In graduate education like law and medicine, the story is even worse. As the sole accreditor of law schools, the American Bar Association (“ABA”) has an unchecked monopoly on accrediting institutions of legal education, so it demands whatever it wants. The result? The Left controls almost every American law school, with Democratic professors outnumbering Republicans by a ratio of 50 to one. Job openings in legal education routinely require “diversity” statements or values from applicants (or use the partner buzz terms like “inclusion” and “equity”). State bar associations follow suit and now even require “diversity” classes for lawyers to keep their law license, with the approval of state courts
The ABA was actually sued years ago by the Justice Department for antitrust violations when it unlawfully enriched law schools and law professors as part of the accreditation process. It not only hindered new law schools from entering the legal education field but it also demanded high salaries and long sabbaticals for law professors—all as a condition of law school accreditation! This rank self-interest persisted even as law graduates faced unemployment and law firms that did hire law graduates complained that they were not practice-ready. No surprise there since most law professors also lack experience in legal practice—an obvious deficiency in legal education. But the ABA has no time for that. It’s too busy demanding “diversity.”
Schools often complain they must jump through hoops to satisfy accreditors as if they’re victims of outside political forces. Hogwash. Schools and accreditors are on the same woke team, playing good cop/bad cop against America.
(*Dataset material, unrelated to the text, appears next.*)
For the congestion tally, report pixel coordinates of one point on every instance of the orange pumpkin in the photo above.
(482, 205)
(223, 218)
They work hand in glove.
Maybe Rep. Owens will consider addressing this larger picture.
The solution, of course, is to restore political balance both in higher education institutions and in accrediting agencies. Political balance is routinely required for governmental and educational entities: State Boards of Regents, which oversee state universities, are often required by law to not have more than a certain number of members from one political party, for example. The same is true of many federal and state commissions like the United States Commission on Civil Rights.
Couldn’t Congress demand a similar political balance of both educational institutions and accreditors?
Let’s hope Burgess Owens will think on that.